茨木のり子「鄙(ひな)ぶりの唄」


 

 


 「鄙(ひな)ぶりの唄」という題の詩、「鄙(ひな)ぶり」という語は、「古代歌謡の曲名」であるとともに、「田舎風の洗練されていない唄」という意味がある。茨木のり子の詩は、彼女の心、感性が、ストレートに伝わってくる詩だ。


       鄙(ひな)ぶりの唄

   それぞれの土から
   陽炎(かげろう)のように
   ふっと匂い立った旋律がある
   愛されてひとびとに
   永くうたいつがれてきた民謡がある
   なぜ国歌など
   ものものしくうたう必要がありましょう
   おおかたは侵略の血でよごれ
   腹黒の過去を隠しもちながら
   口を拭って起立して
   直立不動でうたわなければならないか
   聞かなければならないか
      私は立たない 座っています
   演奏なくてはさみしい時は
   民謡こそがふさわしい
   さくらさくら
   草競馬
   アビニョンの橋で
   ヴォルガの舟唄
   アリラン
   ブンガワンソロ
   それぞれの山や河が薫りたち
   野に風は渡ってゆくでしょう
   それならいっしょにハモります

      ちょいと出ました三角野郎が
   八木節もいいな
   やけのやんぱち 鄙(ひな)ぶりの唄
   われらのリズムにぴったしで


 茨木のり子は1926年、大阪で生まれた。

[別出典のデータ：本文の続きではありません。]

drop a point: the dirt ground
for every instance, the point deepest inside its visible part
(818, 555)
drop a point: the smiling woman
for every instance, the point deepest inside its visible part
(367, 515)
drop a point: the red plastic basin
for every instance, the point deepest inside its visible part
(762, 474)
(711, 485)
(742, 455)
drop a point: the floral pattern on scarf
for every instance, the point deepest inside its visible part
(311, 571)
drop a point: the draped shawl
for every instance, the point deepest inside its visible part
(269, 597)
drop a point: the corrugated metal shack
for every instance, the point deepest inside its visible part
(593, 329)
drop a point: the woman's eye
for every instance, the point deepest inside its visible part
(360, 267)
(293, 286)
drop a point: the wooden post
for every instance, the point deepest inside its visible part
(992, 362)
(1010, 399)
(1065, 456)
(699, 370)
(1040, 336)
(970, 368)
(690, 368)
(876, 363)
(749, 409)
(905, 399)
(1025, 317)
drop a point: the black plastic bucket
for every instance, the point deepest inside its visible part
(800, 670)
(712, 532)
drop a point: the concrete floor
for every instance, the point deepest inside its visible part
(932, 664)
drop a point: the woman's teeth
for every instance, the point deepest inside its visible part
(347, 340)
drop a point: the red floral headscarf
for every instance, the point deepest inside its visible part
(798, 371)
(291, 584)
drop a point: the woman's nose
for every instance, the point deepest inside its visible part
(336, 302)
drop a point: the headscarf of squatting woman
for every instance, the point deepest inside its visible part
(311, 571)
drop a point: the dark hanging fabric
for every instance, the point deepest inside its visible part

戦争の時代を生き、敗戦の年は19歳だった。惨憺たる社会の荒廃の中、彼女は人を励まし鼓舞する詩を書いた。詩はメッセージ性が強い。彼女は2006年、急逝した。
 学校での「国歌斉唱」の情況は、ますます強圧的になり、歌わない教員、起立しない教員に監視の目が注がれ、弾圧が起きると聞く。生徒に対する強制力は多分さらに陰湿なものになっているのではないかと危惧する。